A importação de produtos sujeitos à vigilância sanitária no Brasil é regida por normas da Agência Nacional de Vigilância Sanitária (“ANVISA”) e da Receita Federal do Brasil (“RFB”). Enquanto a ANVISA é a autoridade competente para dispor sobre a importação e comercialização de tais produtos (art. 7º da Lei 9.782/99), à RFB cabe fiscalizar e controlar as operações de comércio exterior (art. 237 da Constituição Federal).

Não raro, as normas emitidas por tais órgãos acabam gerando conflitos de interpretação. Exemplo comum são os casos de classificação fiscal, como já tivemos oportunidade de analisar em outro artigo publicado nesta coluna[1]. Por vezes, tais conflitos são apenas aparentes.

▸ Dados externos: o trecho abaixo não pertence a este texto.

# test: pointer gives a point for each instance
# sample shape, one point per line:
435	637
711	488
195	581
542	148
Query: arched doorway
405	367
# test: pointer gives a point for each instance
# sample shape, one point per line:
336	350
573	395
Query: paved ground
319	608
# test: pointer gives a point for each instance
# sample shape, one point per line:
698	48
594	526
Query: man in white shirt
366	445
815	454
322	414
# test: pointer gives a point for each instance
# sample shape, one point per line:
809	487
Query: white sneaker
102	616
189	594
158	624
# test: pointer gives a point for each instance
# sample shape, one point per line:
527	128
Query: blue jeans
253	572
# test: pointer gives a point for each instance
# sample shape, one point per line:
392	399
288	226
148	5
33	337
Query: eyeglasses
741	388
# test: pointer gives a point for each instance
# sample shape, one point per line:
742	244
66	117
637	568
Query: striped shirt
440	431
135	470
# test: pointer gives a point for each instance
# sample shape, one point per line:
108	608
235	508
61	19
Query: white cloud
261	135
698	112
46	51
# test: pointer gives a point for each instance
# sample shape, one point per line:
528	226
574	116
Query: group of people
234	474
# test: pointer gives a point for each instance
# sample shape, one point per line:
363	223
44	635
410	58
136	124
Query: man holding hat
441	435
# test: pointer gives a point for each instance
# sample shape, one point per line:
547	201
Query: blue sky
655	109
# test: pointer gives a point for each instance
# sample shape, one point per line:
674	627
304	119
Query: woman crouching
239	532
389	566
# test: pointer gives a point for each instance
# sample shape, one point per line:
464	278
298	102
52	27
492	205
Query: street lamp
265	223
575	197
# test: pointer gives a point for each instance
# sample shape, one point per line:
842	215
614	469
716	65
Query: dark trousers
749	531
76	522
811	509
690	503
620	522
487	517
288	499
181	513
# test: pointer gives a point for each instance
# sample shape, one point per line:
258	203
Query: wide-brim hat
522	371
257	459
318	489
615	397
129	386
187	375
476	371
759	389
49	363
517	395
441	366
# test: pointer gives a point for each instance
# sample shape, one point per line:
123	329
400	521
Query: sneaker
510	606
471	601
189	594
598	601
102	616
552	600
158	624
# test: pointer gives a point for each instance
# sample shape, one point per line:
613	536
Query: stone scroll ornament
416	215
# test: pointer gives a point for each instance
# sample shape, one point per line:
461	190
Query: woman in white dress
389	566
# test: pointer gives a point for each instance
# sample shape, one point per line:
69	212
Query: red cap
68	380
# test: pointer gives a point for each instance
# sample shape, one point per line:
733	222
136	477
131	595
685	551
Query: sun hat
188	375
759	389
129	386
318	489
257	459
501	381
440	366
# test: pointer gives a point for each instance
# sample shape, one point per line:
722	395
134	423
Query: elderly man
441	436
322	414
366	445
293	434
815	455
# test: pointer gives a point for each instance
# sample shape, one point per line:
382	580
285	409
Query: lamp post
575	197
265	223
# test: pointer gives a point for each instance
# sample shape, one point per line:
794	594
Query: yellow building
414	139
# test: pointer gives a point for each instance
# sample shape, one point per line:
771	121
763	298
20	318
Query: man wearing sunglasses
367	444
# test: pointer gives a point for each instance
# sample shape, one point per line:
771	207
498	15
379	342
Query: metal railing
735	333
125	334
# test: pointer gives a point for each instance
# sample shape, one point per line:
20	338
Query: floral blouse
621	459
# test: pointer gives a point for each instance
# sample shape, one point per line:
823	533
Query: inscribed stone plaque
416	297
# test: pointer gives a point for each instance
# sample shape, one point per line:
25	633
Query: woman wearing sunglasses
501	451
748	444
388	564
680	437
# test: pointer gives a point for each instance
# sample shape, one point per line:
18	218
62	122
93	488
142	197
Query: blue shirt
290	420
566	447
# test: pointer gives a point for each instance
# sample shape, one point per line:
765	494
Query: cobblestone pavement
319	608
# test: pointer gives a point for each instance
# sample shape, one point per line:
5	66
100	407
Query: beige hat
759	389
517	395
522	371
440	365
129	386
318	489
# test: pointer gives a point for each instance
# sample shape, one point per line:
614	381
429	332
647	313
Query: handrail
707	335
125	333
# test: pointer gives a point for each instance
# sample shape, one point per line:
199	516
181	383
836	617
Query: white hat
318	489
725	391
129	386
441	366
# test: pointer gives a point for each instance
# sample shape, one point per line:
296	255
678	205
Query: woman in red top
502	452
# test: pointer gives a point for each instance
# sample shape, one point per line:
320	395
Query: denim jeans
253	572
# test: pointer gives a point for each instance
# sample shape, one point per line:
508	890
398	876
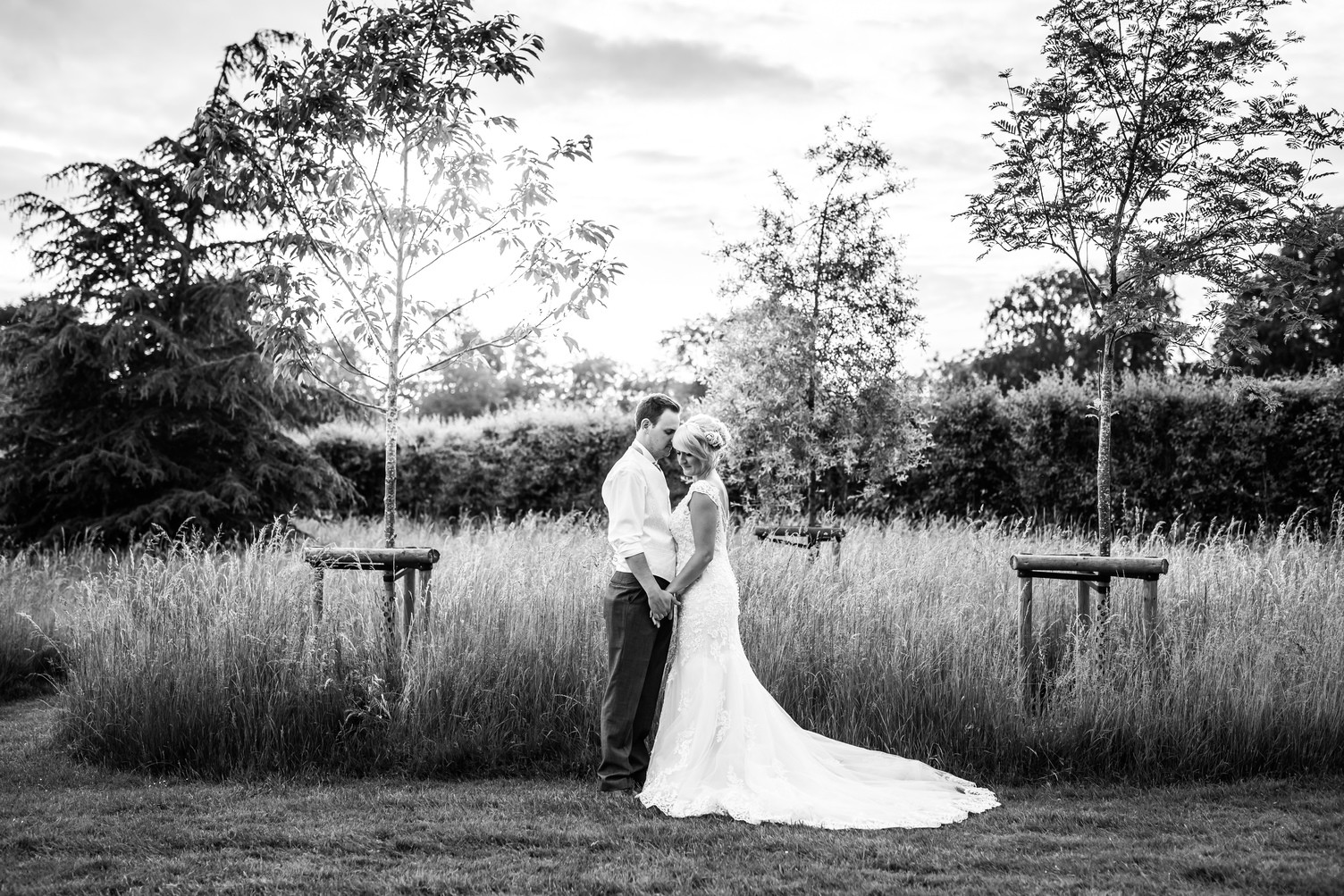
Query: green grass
78	829
205	661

Recentemente, contudo, tivemos uma situação bastante peculiar, que parece ter surgido de um suposto conflito entre as normas regulatórias e aduaneiras: sob o pretexto de suposto alinhamento à legislação aduaneira, a ANVISA limitou a realização de “importações terceirizadas” em razão da interpretação (errônea) das modalidades de importação previstas na legislação aduaneira.

No âmbito da ANVISA, a Resolução da Diretoria Colegiada (“RDC”) 81/2008 estabelece os requisitos sanitários para a importação de produtos sujeitos à vigilância sanitária. No capítulo VII, item 1, a norma estabelece o conceito de “importações terceirizadas”, entendidas como aquelas realizadas:

  • Entre empresas regularizadas junto à ANVISA com AFE (Autorização de Funcionamento);
  • Mediante intermediação previamente definida, e
  • Por órgãos públicos e organismos internacionais.

A norma permite que a empresa detentora da regularização (registro, cadastro, notificação etc.) de um produto sujeito à Vigilância Sanitária autorize a importação por terceiros (que deverão estar devidamente licenciados), desde que haja uma declaração formal (“DDR”) com requisitos específicos, como validade jurídica, prazo máximo de 90 dias, assinatura por responsáveis legais e técnicos, e compromisso com a legislação sanitária.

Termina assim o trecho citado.